Error Medic

Prometheus Connection Refused: Complete Troubleshooting Guide (CrashLoopBackOff, OOM, Permission Denied)

Fix Prometheus 'connection refused', CrashLoopBackOff, OOM kills, and permission denied errors with step-by-step commands and config examples.

Last updated:
Last verified:
1,951 words
Key Takeaways
  • Connection refused usually means Prometheus is not running, bound to the wrong address, or blocked by a firewall/NetworkPolicy — check `kubectl get pods` and `netstat -tlnp` first
  • CrashLoopBackOff and OOM kills are almost always caused by insufficient memory limits, a misconfigured `--storage.tsdb.retention` flag, or a cardinality explosion from high-churn label sets
  • Permission denied errors on startup point to a volume mount with wrong UID/GID ownership — the Prometheus binary runs as UID 65534 (nobody) by default and cannot write to root-owned directories
  • Quick fix checklist: verify the process is up → check bind address → inspect resource limits → fix storage permissions → review scrape configs for label cardinality
Fix Approaches Compared
MethodWhen to UseTimeRisk
Restart pod / processTransient crash, OOM after memory limit raised< 2 minLow — no config change
Increase memory limitRepeated OOM kills shown in `kubectl describe pod`5–10 minLow — rolling restart required
Fix --web.listen-address flagPrometheus not binding to 0.0.0.0 or correct port5 minLow
Fix storage volume permissions (chown/securityContext)Permission denied on /prometheus data dir at startup5–10 minLow — requires pod restart
Reduce label cardinality / add metric_relabel_configsCardinality explosion causing OOM or slow queries30–60 minMedium — may drop series
Tune --storage.tsdb.retention.sizeDisk full causing crashes or write errors5 minLow
Add NetworkPolicy / firewall ruleConnection refused from external client or other pod10–20 minMedium — affects network topology
Upgrade Prometheus versionBug in older release causing crashes or timeouts20–40 minMedium — test in staging first

Understanding Prometheus Connection Errors

Prometheus exposes an HTTP API and UI on port 9090 by default. A connection refused error means the TCP handshake never completed — the kernel sent back a RST packet because nothing was listening on that port. This is distinct from a timeout (no response at all) and from a 403/401 (process is up but rejects the request).
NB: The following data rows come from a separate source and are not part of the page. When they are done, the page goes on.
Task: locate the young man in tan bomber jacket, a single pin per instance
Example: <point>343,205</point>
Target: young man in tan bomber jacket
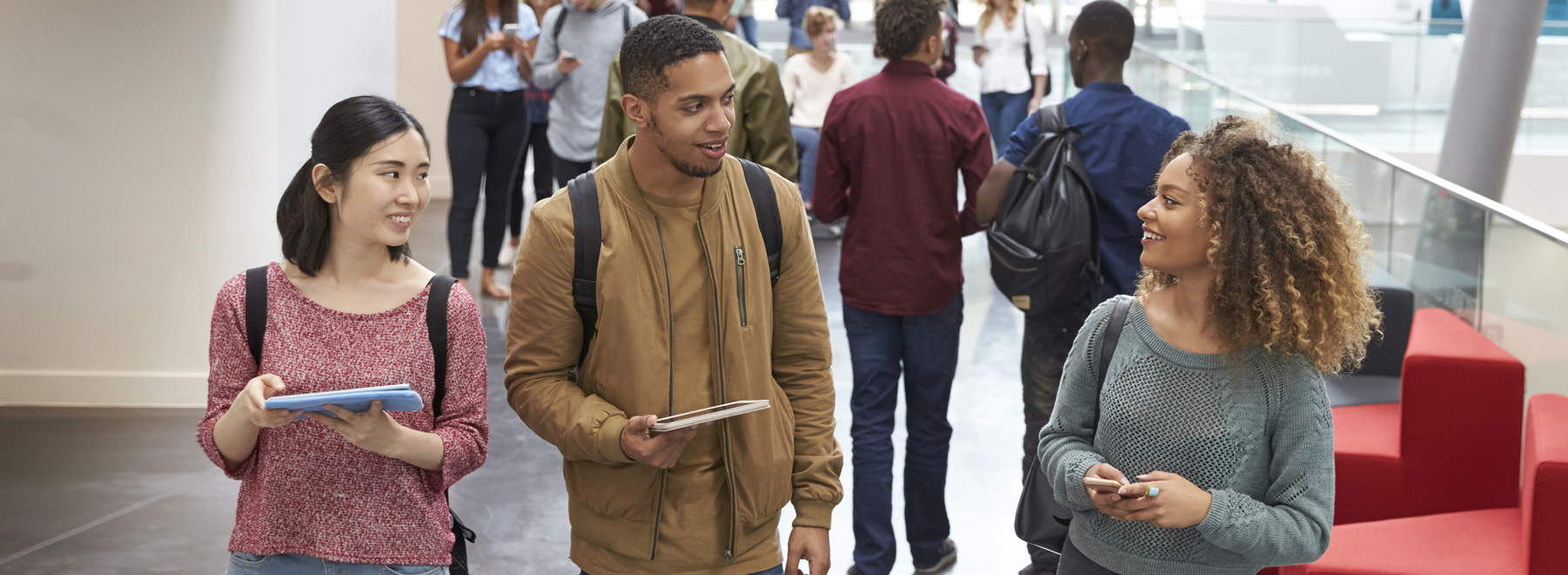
<point>687,320</point>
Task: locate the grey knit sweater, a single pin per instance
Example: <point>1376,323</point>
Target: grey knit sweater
<point>1256,433</point>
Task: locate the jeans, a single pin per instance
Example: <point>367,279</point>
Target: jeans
<point>775,571</point>
<point>566,170</point>
<point>748,27</point>
<point>807,146</point>
<point>242,563</point>
<point>485,137</point>
<point>543,172</point>
<point>924,348</point>
<point>1003,115</point>
<point>1048,341</point>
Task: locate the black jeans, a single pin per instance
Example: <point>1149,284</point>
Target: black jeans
<point>485,137</point>
<point>543,172</point>
<point>1048,341</point>
<point>566,170</point>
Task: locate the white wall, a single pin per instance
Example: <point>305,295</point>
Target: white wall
<point>143,147</point>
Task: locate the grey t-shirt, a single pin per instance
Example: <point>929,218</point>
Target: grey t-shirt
<point>1254,431</point>
<point>578,105</point>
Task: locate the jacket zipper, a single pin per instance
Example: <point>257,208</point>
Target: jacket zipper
<point>664,474</point>
<point>723,425</point>
<point>740,282</point>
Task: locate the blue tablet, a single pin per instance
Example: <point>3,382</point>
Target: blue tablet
<point>394,398</point>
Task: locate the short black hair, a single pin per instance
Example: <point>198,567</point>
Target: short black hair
<point>903,24</point>
<point>1109,27</point>
<point>347,132</point>
<point>660,43</point>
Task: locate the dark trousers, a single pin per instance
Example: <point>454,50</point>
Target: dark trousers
<point>566,170</point>
<point>1048,341</point>
<point>485,137</point>
<point>924,348</point>
<point>543,172</point>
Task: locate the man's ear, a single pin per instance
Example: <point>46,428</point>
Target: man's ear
<point>637,110</point>
<point>325,184</point>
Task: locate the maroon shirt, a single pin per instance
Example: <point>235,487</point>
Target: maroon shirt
<point>889,159</point>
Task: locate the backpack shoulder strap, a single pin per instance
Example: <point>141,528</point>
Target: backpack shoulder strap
<point>767,207</point>
<point>436,325</point>
<point>256,312</point>
<point>584,193</point>
<point>1107,347</point>
<point>556,31</point>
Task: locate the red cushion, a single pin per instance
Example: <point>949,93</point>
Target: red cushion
<point>1466,543</point>
<point>1458,419</point>
<point>1544,514</point>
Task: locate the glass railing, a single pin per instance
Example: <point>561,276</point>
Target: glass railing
<point>1491,265</point>
<point>1387,84</point>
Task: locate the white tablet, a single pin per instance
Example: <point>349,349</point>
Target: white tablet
<point>709,414</point>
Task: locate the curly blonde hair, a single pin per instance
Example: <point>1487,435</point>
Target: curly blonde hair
<point>1288,251</point>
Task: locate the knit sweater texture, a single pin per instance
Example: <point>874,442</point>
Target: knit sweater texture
<point>1254,430</point>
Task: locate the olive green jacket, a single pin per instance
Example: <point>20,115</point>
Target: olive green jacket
<point>762,132</point>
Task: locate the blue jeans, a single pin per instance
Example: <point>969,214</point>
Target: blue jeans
<point>924,348</point>
<point>748,27</point>
<point>1003,115</point>
<point>807,146</point>
<point>242,563</point>
<point>775,571</point>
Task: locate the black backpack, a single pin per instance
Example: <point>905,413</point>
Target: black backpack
<point>435,323</point>
<point>1044,240</point>
<point>584,193</point>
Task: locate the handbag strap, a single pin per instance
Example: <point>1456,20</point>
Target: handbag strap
<point>1107,348</point>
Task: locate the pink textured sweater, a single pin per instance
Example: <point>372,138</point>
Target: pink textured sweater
<point>309,490</point>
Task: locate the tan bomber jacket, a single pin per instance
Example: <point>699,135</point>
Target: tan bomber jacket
<point>772,345</point>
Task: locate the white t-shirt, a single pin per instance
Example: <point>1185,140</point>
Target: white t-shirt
<point>1004,64</point>
<point>809,91</point>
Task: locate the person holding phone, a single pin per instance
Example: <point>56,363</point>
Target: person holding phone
<point>1214,447</point>
<point>356,494</point>
<point>490,47</point>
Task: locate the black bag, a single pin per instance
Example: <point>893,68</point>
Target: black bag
<point>1044,240</point>
<point>435,323</point>
<point>1042,520</point>
<point>587,237</point>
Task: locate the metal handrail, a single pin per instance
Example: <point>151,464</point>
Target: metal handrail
<point>1401,165</point>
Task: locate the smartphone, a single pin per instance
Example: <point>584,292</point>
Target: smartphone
<point>1105,486</point>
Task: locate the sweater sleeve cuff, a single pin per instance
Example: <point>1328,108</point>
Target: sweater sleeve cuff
<point>1078,497</point>
<point>611,441</point>
<point>813,512</point>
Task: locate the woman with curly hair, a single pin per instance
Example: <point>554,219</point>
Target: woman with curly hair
<point>1213,400</point>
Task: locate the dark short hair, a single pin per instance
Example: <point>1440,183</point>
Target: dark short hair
<point>1109,27</point>
<point>660,43</point>
<point>347,132</point>
<point>903,24</point>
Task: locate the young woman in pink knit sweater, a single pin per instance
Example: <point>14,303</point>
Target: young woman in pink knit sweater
<point>356,492</point>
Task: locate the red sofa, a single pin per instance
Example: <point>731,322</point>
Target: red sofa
<point>1518,539</point>
<point>1457,427</point>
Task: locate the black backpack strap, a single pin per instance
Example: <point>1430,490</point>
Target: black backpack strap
<point>767,207</point>
<point>584,193</point>
<point>556,33</point>
<point>256,312</point>
<point>436,325</point>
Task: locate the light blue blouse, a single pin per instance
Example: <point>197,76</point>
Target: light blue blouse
<point>499,70</point>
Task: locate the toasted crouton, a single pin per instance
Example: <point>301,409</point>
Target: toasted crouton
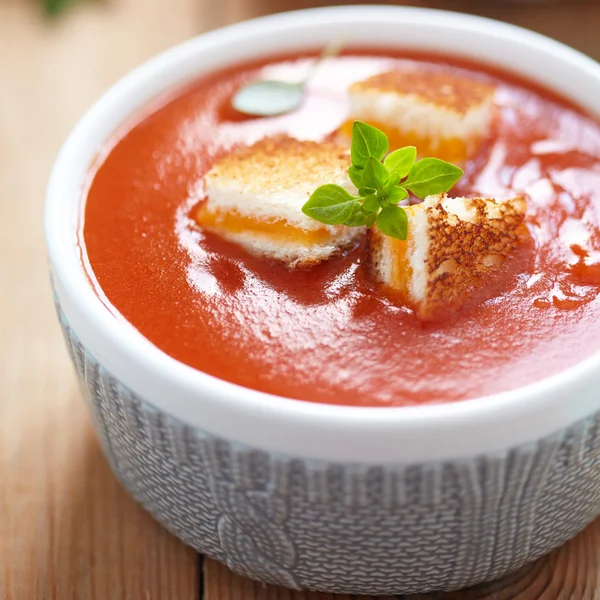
<point>443,114</point>
<point>452,244</point>
<point>255,196</point>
Common exact errors you will see:

Get "http://prometheus:9090/api/v1/query": dial tcp 10.96.0.1:9090: connect: connection refused
ts=2024-01-15T10:23:45Z level=error msg="Opening storage failed" err="open /prometheus/queries.active: permission denied"
OOMKilled
Back-off restarting failed container prometheus in pod prometheus-0

Step 1: Determine Whether Prometheus Is Running

Kubernetes environments:

kubectl get pods -n monitoring -l app=prometheus
kubectl describe pod prometheus-0 -n monitoring   # look at Events and Last State
kubectl logs prometheus-0 -n monitoring --previous  # logs from crashed container

Look for these fields in kubectl describe pod:

  • Last State: Terminated Reason: OOMKilled → memory problem
  • Last State: Terminated Reason: Error with exit code 1 or 2 → config or permission error
  • Restart Count: N where N > 3 → CrashLoopBackOff pattern

Bare-metal / VM environments:

systemctl status prometheus
journalctl -u prometheus -n 100 --no-pager
ps aux | grep prometheus

Step 2: Diagnose Connection Refused

Once you confirm the process state, narrow down the cause:

# Is Prometheus actually listening on port 9090?
ss -tlnp | grep 9090
# or on older systems:
netstat -tlnp | grep 9090

# Can you reach it locally?
curl -v http://localhost:9090/-/healthy

# In Kubernetes — check Service selector matches pod labels:
kubectl get svc prometheus -n monitoring -o yaml
kubectl get endpoints prometheus -n monitoring
# If Endpoints shows <none>, the Service selector is wrong

If ss shows nothing on port 9090 but the process is running, check the --web.listen-address flag:

kubectl exec -it prometheus-0 -n monitoring -- /bin/prometheus --help 2>&1 | grep listen
# Then check actual flags the process was started with:
kubectl exec -it prometheus-0 -n monitoring -- cat /proc/1/cmdline | tr '\0' ' '

The flag must be --web.listen-address=0.0.0.0:9090 (or :[port]) for the service to be reachable from other pods. If it is 127.0.0.1:9090, only loopback traffic works.


Step 3: Fix CrashLoopBackOff

CrashLoopBackOff is not a root cause — it is Kubernetes backing off restarts of a container that keeps failing. Identify why it crashes:

# Get the last 200 lines from the crashed container
kubectl logs prometheus-0 -n monitoring --previous --tail=200

Scenario A — Bad configuration file:

ts=2024-01-15T10:23:45Z level=error msg="Error loading config" file=/etc/prometheus/prometheus.yml err="yaml: line 42: mapping values are not allowed in this context"

Validate the config before applying:

promtool check config /etc/prometheus/prometheus.yml

In Kubernetes, the ConfigMap is often the source. Edit it with kubectl edit configmap prometheus-config -n monitoring and look for YAML indentation errors.

Scenario B — Storage corruption:

level=error msg="Failed to open db" err="unexpected end of JSON input"

This requires removing the corrupted WAL block:

# List TSDB blocks
ls -lah /prometheus/
# Remove WAL if corrupted (data loss for in-flight samples only)
rm -rf /prometheus/wal
# Then restart Prometheus

Step 4: Fix OOM Killed

kubectl describe pod prometheus-0 -n monitoring | grep -A5 "Last State"
# Last State: Terminated
#   Reason: OOMKilled
#   Exit Code: 137

Exit code 137 = 128 + 9 (SIGKILL). The Linux OOM killer terminated the process.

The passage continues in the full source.